BUFFALO, N.Y. – It’s like a blatant slap in the face to taxpayers.

For years the Buffalo school district has been a target for criticism over its free plastic surgery program for school employees, which is written into the teacher union’s collective bargaining agreement.

spending report graphic nbLast year EAGnews checked in on the situation and found the district spent an amazing $2.7 million on nose jobs, face lifts, tummy tucks and similar procedures. We published a story about this outrage and a local television station followed up with a news report.

You would think the negative publicity would be enough the shame the district into doing something about this colossal waste of education dollars.

But that’s not the case.

Spending for cosmetic surgery actually increased the following year, topping $2.9 million between June 2012 and May 2013. It’s almost as if school administrators and teachers union officials laugh at the public criticism and spend what they want, when they want, just because they can.

If taxpayers don’t like it, oh well.

EAGnews also did an updated check on other Buffalo school spending in the 2012-13 academic year, to see if a district struggling with a deficit of approximately $50 million, more than 40 academically struggling schools and a graduation rate of less than 50 percent, had made any type of serious effort to save a few dollars.

The information we found didn’t provide much hope.

In 2011-12, the district spent nearly $130,000 on various hotels around the nation. In 2012-13 that total jumped to $140,963.

Airline and other travel costs came to $48,198, entertainment came to a whopping $384,148, legal costs totaled $485,902 and drug and rehabilitation services – for who, we don’t know – cost taxpayers $67,900.

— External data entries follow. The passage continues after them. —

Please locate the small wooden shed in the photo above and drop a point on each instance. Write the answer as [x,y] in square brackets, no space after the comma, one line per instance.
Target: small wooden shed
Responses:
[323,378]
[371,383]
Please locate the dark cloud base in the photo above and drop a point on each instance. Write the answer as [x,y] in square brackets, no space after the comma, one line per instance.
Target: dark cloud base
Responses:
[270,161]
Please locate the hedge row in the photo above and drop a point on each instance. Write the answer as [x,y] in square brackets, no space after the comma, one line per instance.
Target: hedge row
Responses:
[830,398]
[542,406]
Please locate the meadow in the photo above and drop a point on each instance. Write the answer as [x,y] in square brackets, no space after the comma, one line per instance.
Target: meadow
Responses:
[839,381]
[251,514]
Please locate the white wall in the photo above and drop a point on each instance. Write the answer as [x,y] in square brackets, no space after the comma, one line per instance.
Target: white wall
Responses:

We wish we could offer explanations for these expenses, but Buffalo school officials declined an invitation to discuss our findings in detail with the news crew at WGRZ-TV in Buffalo, which aired three separate reports Wednesday based on our investigation.

Note that these expenses are just a sampling of what the district spent on various items and services in 2012-13. Total expenditures came to just over $965 million.

Comfy accommodations

Ironically, a big chunk of the school district’s huge hotel tab was spent near home, in various locations around the state of New York.

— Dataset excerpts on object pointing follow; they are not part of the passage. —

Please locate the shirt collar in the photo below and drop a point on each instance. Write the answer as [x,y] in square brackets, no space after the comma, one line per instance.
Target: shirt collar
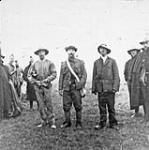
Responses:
[104,58]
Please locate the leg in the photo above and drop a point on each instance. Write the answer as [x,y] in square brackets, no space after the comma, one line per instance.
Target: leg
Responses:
[48,104]
[111,109]
[77,102]
[31,103]
[102,108]
[40,99]
[137,110]
[67,104]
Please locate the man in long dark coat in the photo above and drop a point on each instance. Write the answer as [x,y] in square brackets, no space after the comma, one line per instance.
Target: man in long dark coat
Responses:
[105,83]
[138,87]
[70,88]
[5,92]
[31,96]
[42,73]
[129,77]
[144,76]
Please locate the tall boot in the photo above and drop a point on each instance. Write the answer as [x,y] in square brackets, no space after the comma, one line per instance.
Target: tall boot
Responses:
[78,119]
[67,122]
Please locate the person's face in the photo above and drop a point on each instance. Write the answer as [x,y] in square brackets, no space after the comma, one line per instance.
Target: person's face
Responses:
[146,45]
[11,59]
[103,51]
[71,53]
[42,55]
[133,53]
[31,60]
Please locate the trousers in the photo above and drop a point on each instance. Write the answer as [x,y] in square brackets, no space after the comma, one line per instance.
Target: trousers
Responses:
[106,103]
[72,97]
[44,101]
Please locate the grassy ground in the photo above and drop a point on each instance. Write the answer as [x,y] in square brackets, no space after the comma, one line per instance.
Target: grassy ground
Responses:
[22,134]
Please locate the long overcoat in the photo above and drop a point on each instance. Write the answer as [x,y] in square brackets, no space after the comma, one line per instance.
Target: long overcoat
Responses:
[105,76]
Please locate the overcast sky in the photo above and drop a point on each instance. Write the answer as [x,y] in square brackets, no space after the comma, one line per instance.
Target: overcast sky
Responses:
[27,25]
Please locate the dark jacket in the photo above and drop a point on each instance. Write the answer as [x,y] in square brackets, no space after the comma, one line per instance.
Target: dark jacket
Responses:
[65,75]
[105,76]
[30,88]
[128,68]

There were a total of 248 charges or checks for hotel service, totaling $140,963.

One popular destination was the Albany Marriott, where someone from the district wrote a total of 35 checks for a combined $12,156 between July 27, 2012 and June 21, 2013.

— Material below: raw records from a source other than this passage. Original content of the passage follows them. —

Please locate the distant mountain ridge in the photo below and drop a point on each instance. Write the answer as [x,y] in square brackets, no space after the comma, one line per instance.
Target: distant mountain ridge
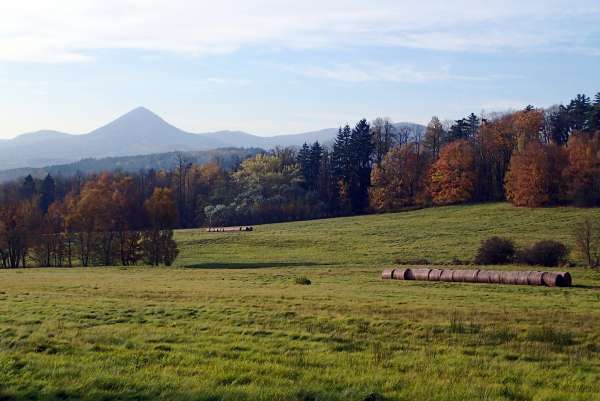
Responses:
[139,132]
[227,158]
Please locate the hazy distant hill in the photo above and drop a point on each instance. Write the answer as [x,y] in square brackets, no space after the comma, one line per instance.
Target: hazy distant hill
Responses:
[227,157]
[139,132]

There were pricey stays with “Hyatt Hotels Buffalo” of $1,419 on Sept. 1, 2012, $1,702 on Sept. 19, 2012 and $1,884 on June 9, 2013.

There were three transactions at the Darien Lake Theme Park Resort – on June 21 and June 28, 2013 – for a total of $3,464.

There was a whopping charge of $21,437 at a Holiday Inn in Albany on March 22, 2013. There were a pair of charges, totaling $5,742, at the sample place on April 19 and May 3, 2013.

The district had a charge of $4,840 at the Hotel Albany on Jan. 11, 2013 and a big tab of $9,994 at the Hyatt Regency in Buffalo on Sept. 14, 2012.

There were also three charges, totaling $3,450, at the Courtyard Boston Cambridge, on June 7, 2013.

District personnel also enjoyed out-of-state destinations, including Orlando, San Diego, Washington, D.C., St. Petersburg, Fla., Memphis, Los Angeles, Indianapolis, Long Beach, Calif., and Atlanta.

Most of the $48,198 travel tab was spent on 147 transactions with different airlines. The district also spent $1,549 on travel agents. As one local television anchor wondered, haven’t they ever heard of Travelocity?

The district’s restaurant tab – $14,632 – was fairly mild compared to some other school districts around the nation, but it was still big enough to invite some scrutiny.

Among the more popular eateries on the credit card list were Chris’ New York Sandwich Shop (25 charges totaling $4,686) and Chick-N-Pizza Works (six charges totaling $2,248).

Other costs

The district’s entertainment expenditures were limited to four venues, all of which could be said to have educational value. But some of the costs are difficult to fathom – $86,620 at the Buffalo Philharmonic Orchestra, $64,872 at the Zoological Society of Buffalo and $23,152 at the Buffalo Museum of Science. There was a smaller charge of $504 at the Burchfield Penney Art Center.

We were slightly baffled by the 58 checks written to two different vendors for drug and alcohol treatment, totaling $67,900. All but two of the checks were written to Alcohol & Drug Dependency Services Inc. The two biggest checks – for $10,000 apiece – were written to an entity referred to as “WNY United Against Drug and Alcohol.”

The public deserves an explanation.

We realize that public schools, like all branches of American government, have become highly dependent on attorneys on a daily basis. But we found the Buffalo district’s $485,902 legal tab a bit much. People don’t pay education taxes so their dollars can line the pockets of already wealthy lawyers.

Has the Buffalo school administration become so comfortable having attorneys around that it sometimes passes work off to them that could be covered by district staff, resulting in unnecessary fees? That would be an excellent question for an enterprising local reporter to investigate and answer.